Instead, the NB is used to model the uncertainty in the variance. In this case, the variation is proportional to the mean, with an added term to account for the dispersion:
\[ \sigma^2 = \mu + \alpha\mu^2 \] where \(\alpha\) is the dispersion parameter. For \(\alpha > 1\), the dispersion is greater than the mean; as \(\alpha\) goes to 0, the NB converges on a Poisson distribution.
There are various explanations for modeling sequence count data with the NB distribution, and a relatively simple one may be found here2. The authors of DESeq2 provide a more detailed discussion3.
Technically, the NB is a Poisson-Gamma mixture distribution: a mixture of Poisson distributions where the uncertainty in the various \(\lambda\)s follows a Gamma distribution. The details are beyond our pay grade for the purposes of this class, but you may want to file this for future reference.
As we have seen, different distributions are characterized by different parameters. It turns out that many of these can be modeled by the more general Gamma and Beta distributions, and some of them are actually implemented by these in R for practical reasons. The following diagram illustrates some relationships between the distributions we have learned about and these more general distributions (which we will not discuss in this class):
You are performing an exit poll at a polling station in a district where the proportion of independent voters is 20%.
\[ f(x) = P(X = x) = p(1-p)^x\]
How likely is it that you will have to interview at least 10 people before finding one that voted independent?

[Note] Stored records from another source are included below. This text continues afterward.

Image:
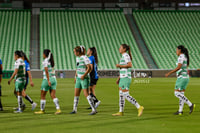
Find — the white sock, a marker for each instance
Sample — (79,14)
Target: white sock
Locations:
(121,101)
(42,104)
(76,99)
(181,105)
(56,102)
(91,102)
(131,99)
(19,99)
(181,96)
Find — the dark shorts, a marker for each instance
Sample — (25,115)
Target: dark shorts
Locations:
(0,90)
(93,82)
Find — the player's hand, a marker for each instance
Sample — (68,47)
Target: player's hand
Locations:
(82,77)
(117,65)
(49,83)
(117,82)
(32,84)
(9,82)
(166,75)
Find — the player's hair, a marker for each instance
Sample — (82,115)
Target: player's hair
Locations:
(185,51)
(127,47)
(94,53)
(18,53)
(49,55)
(80,49)
(25,57)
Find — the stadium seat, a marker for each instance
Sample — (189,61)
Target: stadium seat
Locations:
(163,31)
(61,31)
(14,35)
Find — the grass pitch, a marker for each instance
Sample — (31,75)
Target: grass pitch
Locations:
(156,95)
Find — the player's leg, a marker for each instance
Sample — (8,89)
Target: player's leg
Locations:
(84,86)
(124,85)
(19,87)
(77,92)
(121,104)
(44,90)
(180,87)
(53,95)
(27,97)
(1,107)
(90,101)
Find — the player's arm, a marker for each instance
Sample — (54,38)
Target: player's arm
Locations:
(47,74)
(117,82)
(75,77)
(1,69)
(30,77)
(87,71)
(13,75)
(175,70)
(129,65)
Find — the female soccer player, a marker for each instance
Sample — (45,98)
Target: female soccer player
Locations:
(49,82)
(1,69)
(92,53)
(182,78)
(19,74)
(124,81)
(82,79)
(28,76)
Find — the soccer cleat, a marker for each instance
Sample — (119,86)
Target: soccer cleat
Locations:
(40,112)
(73,112)
(140,111)
(118,114)
(93,113)
(192,108)
(34,105)
(58,111)
(18,111)
(15,108)
(89,108)
(23,107)
(178,113)
(97,104)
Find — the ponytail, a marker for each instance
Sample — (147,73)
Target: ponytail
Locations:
(185,52)
(94,53)
(25,57)
(127,47)
(80,49)
(49,56)
(18,53)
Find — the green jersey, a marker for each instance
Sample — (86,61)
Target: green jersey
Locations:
(51,70)
(81,63)
(182,72)
(125,72)
(20,65)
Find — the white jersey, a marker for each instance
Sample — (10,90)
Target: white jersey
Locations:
(125,72)
(51,70)
(81,63)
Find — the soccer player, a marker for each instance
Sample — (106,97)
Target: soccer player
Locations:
(19,74)
(49,82)
(92,53)
(182,79)
(1,69)
(82,79)
(124,81)
(28,76)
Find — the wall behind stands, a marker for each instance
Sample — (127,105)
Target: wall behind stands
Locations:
(115,73)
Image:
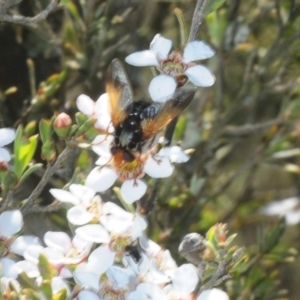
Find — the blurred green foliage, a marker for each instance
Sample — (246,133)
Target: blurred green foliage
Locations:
(238,127)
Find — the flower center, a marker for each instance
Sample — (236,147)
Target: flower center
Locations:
(127,169)
(4,247)
(175,67)
(94,207)
(110,292)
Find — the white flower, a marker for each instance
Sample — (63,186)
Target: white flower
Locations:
(7,135)
(86,206)
(98,110)
(213,294)
(147,291)
(175,68)
(114,284)
(102,178)
(11,223)
(62,250)
(132,189)
(118,226)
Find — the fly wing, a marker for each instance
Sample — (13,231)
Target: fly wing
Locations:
(119,90)
(169,110)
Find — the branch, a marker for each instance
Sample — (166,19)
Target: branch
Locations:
(197,20)
(51,169)
(28,21)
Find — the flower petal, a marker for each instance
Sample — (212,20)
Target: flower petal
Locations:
(57,284)
(20,244)
(175,154)
(85,277)
(58,240)
(28,267)
(161,46)
(64,196)
(86,105)
(102,111)
(162,87)
(132,190)
(212,295)
(101,144)
(82,192)
(32,253)
(143,59)
(93,233)
(4,155)
(101,259)
(77,215)
(11,222)
(160,167)
(200,76)
(101,179)
(88,295)
(197,50)
(7,135)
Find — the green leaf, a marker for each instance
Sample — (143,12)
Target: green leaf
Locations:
(61,295)
(216,24)
(24,149)
(27,282)
(46,288)
(46,269)
(212,5)
(30,170)
(45,127)
(31,294)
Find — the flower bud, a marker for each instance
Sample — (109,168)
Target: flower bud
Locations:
(3,165)
(62,125)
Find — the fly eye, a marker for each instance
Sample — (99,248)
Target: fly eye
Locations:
(128,156)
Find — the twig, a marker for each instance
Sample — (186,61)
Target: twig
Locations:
(249,129)
(28,21)
(49,208)
(197,20)
(51,169)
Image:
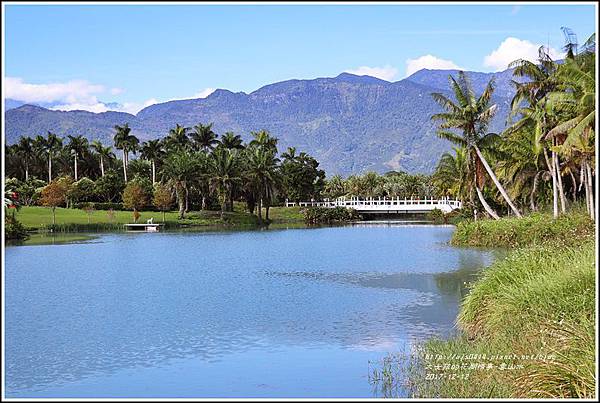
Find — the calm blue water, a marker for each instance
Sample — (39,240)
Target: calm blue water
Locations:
(276,313)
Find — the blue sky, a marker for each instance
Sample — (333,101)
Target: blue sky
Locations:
(79,55)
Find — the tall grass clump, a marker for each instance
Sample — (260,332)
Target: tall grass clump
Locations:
(568,229)
(535,308)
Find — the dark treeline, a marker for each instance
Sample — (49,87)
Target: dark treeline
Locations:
(201,169)
(546,156)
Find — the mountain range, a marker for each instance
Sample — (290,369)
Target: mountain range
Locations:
(350,123)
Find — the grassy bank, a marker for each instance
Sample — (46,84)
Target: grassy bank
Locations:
(77,220)
(526,328)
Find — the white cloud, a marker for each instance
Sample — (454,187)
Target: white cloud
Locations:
(386,72)
(203,94)
(512,49)
(135,107)
(429,62)
(98,107)
(74,91)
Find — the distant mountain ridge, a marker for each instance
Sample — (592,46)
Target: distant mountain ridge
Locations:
(350,123)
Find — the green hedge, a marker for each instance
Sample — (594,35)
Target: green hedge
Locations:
(324,215)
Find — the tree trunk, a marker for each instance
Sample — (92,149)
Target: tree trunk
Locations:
(554,187)
(574,191)
(259,207)
(181,202)
(561,192)
(497,182)
(591,190)
(486,206)
(124,165)
(533,190)
(187,199)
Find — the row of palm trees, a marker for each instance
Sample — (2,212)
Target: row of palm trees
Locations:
(193,162)
(549,138)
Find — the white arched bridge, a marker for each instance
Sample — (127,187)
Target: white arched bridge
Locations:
(394,205)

No more than 10? No more than 5? Exactly 5?
\(n\): total number interviewed \(x = n-1\): number of failures \(p = 0.2\): probability of success
pgeom(9,0.2, lower.tail = F) # 10 or more: P(X > 9)
## [1] 0.1073742
pgeom(10,0.2, lower.tail = T) # 10 or fewer: P(X <= 10)
## [1] 0.9141007
pgeom(5,0.2, lower.tail = T) # P(X <= 5)
## [1] 0.737856
sum(dgeom(0:5,0.2)) # same using PDF
## [1] 0.737856
dgeom(5,0.2) # P(X = 5 failures): the 6th person is independent
## [1] 0.065536
0.2*(1-0.2)^5 # same using equation
## [1] 0.065536
What is the chance that you will have to interview exactly 15 people in total order to find 5 that voted independent? No more than 15 (i.e. 15 or fewer)? More than 15? At least 15 (i.e. 15 or more)?
\(n\): total interviewed \(r\): number of successes \(x = n-r\): number of failures \(p = 0.2\): probability of success
\[ P(X = 10) = {x+r-1 \choose r-1}p^r(1-p)^x = {14 \choose 4}(0.2)^5(0.8)^{10} = 0.034\]
# for n=15, x=n-r (# of failures = total - # of successes)
dnbinom(10, size=5, prob=0.2) # P(X = 10) exactly 10
## [1] 0.0343941
pnbinom(10, 5, 0.2, lower.tail=T) # P(X <= 10) 10 or fewer
## [1] 0.1642337
pnbinom(10, 5, 0.2, lower.tail=F) # P(X > 10) more than 10
## [1] 0.8357663
pnbinom(9, 5, 0.2, lower.tail=F) # P(X >= 10) 10 or more
## [1] 0.8701604
What is the chance you’ll interview 5 or less before finding one independent? More than 5? Exactly 5?
# same as geometric function
pnbinom(5, size=1, prob=0.2) # P(X <= 5, r=1)
## [1] 0.737856
pnbinom(5, size=1, prob=0.2, lower.tail=F) # P(X > 5, r=1)
## [1] 0.262144
dnbinom(5, size=1, prob=0.2) # P(X = 5, r=1)
## [1] 0.065536